And in 1998 to Mary McNamara of the Los Angeles Times: "Oh well, you know. I'm just sitting here in an ever-increasing pile of debris. No, I'm just sitting here, coughing."

Gorey belongs on the short list of canonical 20th century artists. The problem is, he seems to be in a canon of one. This isn't his problem: It's the problem of all the rest of us who seem unable to fit "visual artist" and "writer" in the same breath, much less the same person. But the question Gorey raises is why we make such distinctions in the first place.

In the 1950s, when Gorey was establishing himself as a young artist, the New York school and abstract expressionism dominated the art world; art was a manly, gin-soaked profession for men like Jackson Pollock, who could swipe a canvas with the same power with which he swatted his wife. Illustration was a tiny art, a mere hobby, a thing for women, children and effete men -- best kept to fashion magazine illustration, children's books and book jackets (a field that Gorey himself participated in). There are some exceptions: Jean Cocteau illustrated his word portraits with calligraphic swirls, but his drawings were seen more as an embellishment than as a necessary part of the story. In this world, Gorey's closest contemporaries were the cartoonists: Charles Addams was another '50s artist who combined the macabre with high-brow ennui.

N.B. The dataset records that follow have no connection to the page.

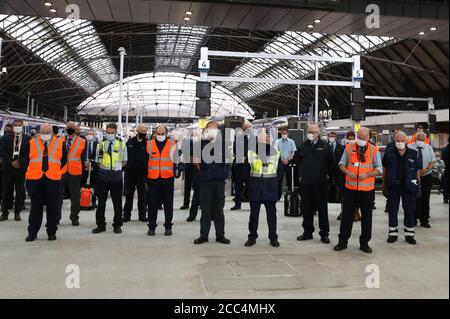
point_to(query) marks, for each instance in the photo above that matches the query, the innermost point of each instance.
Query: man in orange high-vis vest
(360, 163)
(160, 179)
(72, 171)
(47, 157)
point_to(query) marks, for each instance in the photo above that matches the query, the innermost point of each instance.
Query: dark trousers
(314, 197)
(102, 188)
(133, 181)
(271, 212)
(72, 183)
(423, 203)
(13, 180)
(353, 200)
(212, 201)
(282, 171)
(160, 190)
(188, 180)
(43, 192)
(395, 193)
(193, 211)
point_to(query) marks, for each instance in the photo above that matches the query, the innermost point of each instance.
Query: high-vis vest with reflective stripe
(107, 162)
(160, 165)
(54, 148)
(74, 164)
(356, 167)
(260, 169)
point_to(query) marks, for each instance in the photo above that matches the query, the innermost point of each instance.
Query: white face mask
(160, 138)
(400, 145)
(46, 137)
(361, 143)
(18, 129)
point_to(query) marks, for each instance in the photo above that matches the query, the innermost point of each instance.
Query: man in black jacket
(14, 153)
(135, 174)
(316, 165)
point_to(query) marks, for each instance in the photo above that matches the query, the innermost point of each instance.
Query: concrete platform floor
(133, 265)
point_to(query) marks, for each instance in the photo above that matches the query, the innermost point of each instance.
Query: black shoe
(200, 240)
(31, 238)
(366, 249)
(392, 239)
(223, 240)
(274, 243)
(99, 230)
(126, 219)
(250, 243)
(340, 247)
(304, 237)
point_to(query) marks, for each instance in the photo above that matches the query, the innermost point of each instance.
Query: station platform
(133, 265)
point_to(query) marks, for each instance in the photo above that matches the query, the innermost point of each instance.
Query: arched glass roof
(161, 94)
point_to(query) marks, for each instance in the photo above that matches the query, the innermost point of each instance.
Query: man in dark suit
(14, 152)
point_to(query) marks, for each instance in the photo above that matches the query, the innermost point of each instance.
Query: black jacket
(6, 151)
(137, 156)
(316, 162)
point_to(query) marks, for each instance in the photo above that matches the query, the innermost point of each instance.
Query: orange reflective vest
(160, 164)
(55, 151)
(74, 163)
(356, 167)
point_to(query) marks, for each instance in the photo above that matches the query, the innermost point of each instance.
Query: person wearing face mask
(111, 157)
(135, 174)
(316, 165)
(14, 151)
(46, 160)
(71, 179)
(162, 154)
(213, 172)
(426, 158)
(287, 149)
(360, 163)
(401, 177)
(262, 189)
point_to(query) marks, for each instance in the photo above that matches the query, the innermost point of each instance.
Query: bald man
(135, 174)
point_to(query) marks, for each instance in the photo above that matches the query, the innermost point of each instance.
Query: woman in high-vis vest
(161, 152)
(360, 163)
(263, 188)
(47, 157)
(72, 171)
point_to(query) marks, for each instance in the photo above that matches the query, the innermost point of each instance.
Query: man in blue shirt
(287, 149)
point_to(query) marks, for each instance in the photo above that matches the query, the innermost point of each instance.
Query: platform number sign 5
(203, 65)
(358, 75)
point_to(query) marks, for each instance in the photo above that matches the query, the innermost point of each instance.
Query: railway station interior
(154, 76)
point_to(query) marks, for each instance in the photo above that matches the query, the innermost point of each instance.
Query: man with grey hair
(135, 174)
(426, 158)
(401, 177)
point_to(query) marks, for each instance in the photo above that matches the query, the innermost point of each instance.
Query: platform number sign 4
(203, 65)
(358, 75)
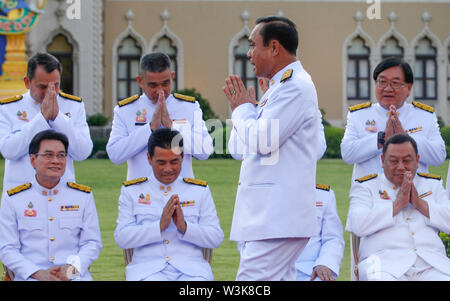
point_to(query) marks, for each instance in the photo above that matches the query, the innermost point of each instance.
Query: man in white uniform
(42, 107)
(370, 124)
(398, 215)
(167, 219)
(137, 116)
(49, 227)
(274, 213)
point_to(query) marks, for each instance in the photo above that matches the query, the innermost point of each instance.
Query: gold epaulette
(11, 99)
(360, 106)
(429, 176)
(195, 182)
(71, 97)
(79, 187)
(128, 100)
(367, 178)
(19, 188)
(323, 187)
(286, 75)
(135, 181)
(184, 97)
(423, 106)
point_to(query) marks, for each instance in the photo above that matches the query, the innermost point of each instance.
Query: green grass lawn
(222, 175)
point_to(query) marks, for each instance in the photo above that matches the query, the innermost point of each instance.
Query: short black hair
(35, 143)
(399, 139)
(281, 29)
(45, 60)
(155, 62)
(394, 62)
(165, 138)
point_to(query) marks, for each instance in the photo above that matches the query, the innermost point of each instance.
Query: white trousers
(270, 259)
(420, 271)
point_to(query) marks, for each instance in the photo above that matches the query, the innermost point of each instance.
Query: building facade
(340, 44)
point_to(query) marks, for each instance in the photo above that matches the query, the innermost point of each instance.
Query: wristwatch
(381, 135)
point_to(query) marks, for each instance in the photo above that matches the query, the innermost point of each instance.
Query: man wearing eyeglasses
(49, 227)
(370, 124)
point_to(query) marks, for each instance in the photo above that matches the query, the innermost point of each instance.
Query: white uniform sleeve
(356, 148)
(367, 216)
(123, 145)
(333, 244)
(14, 142)
(90, 238)
(77, 130)
(10, 245)
(207, 232)
(128, 233)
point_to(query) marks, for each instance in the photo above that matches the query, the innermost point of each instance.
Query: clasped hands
(173, 211)
(161, 115)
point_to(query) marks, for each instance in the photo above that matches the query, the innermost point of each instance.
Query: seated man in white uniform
(167, 219)
(398, 215)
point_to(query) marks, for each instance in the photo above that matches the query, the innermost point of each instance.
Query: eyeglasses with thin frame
(49, 155)
(382, 84)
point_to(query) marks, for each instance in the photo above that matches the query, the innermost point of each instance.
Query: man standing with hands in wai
(136, 117)
(42, 107)
(370, 124)
(274, 214)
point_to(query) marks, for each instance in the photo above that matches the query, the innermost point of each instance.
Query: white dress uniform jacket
(138, 226)
(327, 248)
(21, 119)
(364, 121)
(41, 228)
(392, 243)
(276, 195)
(131, 131)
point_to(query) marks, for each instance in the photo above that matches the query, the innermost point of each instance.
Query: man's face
(154, 84)
(260, 56)
(39, 83)
(388, 96)
(166, 164)
(398, 159)
(50, 161)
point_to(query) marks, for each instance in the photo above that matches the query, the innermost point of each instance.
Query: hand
(404, 193)
(44, 275)
(166, 216)
(49, 106)
(236, 93)
(157, 115)
(263, 84)
(323, 272)
(178, 216)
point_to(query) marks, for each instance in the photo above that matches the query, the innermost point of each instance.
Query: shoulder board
(323, 187)
(12, 99)
(423, 106)
(367, 178)
(184, 97)
(195, 182)
(79, 187)
(128, 100)
(19, 188)
(135, 181)
(360, 106)
(286, 75)
(429, 176)
(68, 96)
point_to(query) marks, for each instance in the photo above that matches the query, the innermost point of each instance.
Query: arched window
(63, 51)
(242, 66)
(425, 71)
(358, 71)
(128, 68)
(165, 45)
(391, 47)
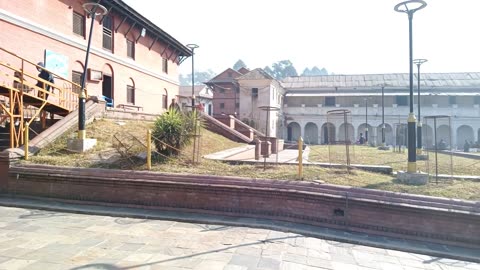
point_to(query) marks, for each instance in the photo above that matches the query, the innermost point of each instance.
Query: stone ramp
(216, 126)
(60, 127)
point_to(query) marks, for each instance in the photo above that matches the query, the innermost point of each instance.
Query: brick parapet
(386, 213)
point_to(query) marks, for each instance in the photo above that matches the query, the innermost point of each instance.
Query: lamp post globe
(92, 9)
(419, 62)
(410, 7)
(192, 47)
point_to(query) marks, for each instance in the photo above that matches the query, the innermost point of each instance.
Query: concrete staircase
(217, 126)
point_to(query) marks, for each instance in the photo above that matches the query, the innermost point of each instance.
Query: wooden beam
(182, 58)
(118, 27)
(164, 50)
(174, 51)
(140, 34)
(151, 45)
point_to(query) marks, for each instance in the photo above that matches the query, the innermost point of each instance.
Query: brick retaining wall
(385, 213)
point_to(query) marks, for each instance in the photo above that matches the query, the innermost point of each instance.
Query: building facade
(226, 98)
(309, 100)
(261, 99)
(203, 98)
(132, 61)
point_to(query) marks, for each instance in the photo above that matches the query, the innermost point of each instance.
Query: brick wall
(56, 16)
(385, 213)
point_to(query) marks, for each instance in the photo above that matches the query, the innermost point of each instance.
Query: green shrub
(172, 131)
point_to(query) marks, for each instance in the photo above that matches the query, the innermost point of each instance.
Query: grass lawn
(133, 133)
(398, 161)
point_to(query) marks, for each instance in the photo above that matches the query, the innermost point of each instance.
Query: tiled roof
(394, 80)
(256, 74)
(186, 90)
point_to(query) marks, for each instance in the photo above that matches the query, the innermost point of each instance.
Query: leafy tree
(282, 69)
(306, 72)
(239, 64)
(172, 131)
(200, 77)
(315, 71)
(268, 70)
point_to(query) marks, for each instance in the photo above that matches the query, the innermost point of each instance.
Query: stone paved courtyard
(37, 239)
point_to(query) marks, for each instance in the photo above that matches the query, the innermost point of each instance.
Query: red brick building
(226, 97)
(131, 60)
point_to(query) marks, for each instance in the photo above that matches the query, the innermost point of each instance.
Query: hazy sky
(344, 36)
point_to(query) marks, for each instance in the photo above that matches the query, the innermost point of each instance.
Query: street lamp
(92, 9)
(410, 7)
(366, 120)
(192, 47)
(419, 62)
(383, 117)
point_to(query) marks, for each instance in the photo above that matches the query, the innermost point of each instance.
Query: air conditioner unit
(95, 75)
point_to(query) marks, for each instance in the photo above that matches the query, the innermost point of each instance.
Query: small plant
(172, 131)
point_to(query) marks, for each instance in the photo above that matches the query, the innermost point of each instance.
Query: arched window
(165, 99)
(131, 92)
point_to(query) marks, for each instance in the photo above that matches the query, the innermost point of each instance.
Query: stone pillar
(232, 122)
(266, 148)
(4, 167)
(258, 148)
(252, 135)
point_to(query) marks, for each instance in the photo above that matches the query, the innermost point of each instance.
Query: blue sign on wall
(56, 63)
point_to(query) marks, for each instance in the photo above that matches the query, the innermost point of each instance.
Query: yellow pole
(149, 149)
(25, 146)
(300, 158)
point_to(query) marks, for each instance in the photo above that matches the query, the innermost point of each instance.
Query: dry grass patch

If no one else can fathom the work, Gorey reasoned, publish it yourself, which is exactly what he did with much of his writing at his own Fantod Press. (A fantod is described by Webster's as the "fidgets" and by Gorey as "the vapors, the nervous tizzies." Fantods have also shown up in his work as small, winged creatures stuffed in bell jars.) Today, an early edition can go for as much as $750; an original print for $5,000.

Not surprisingly, one of Gorey's early self-published volumes was the sexually explicit -- which means utterly inexplicit by current standards -- "The Curious Sofa." Indeed, in his work, pornography, like horror, is made all the more shocking by virtue of its taking place in the wings. In "The Curious Sofa," the imaginative romps and devices ("thumbfumble," the "Lithuanian Typewriter") are all the nastier for being absolutely indecipherable. It calls to mind the hullaballoo raised last year over a single line in Tom Wolfe's "A Man in Full," where two lovers did "that thing with a cup."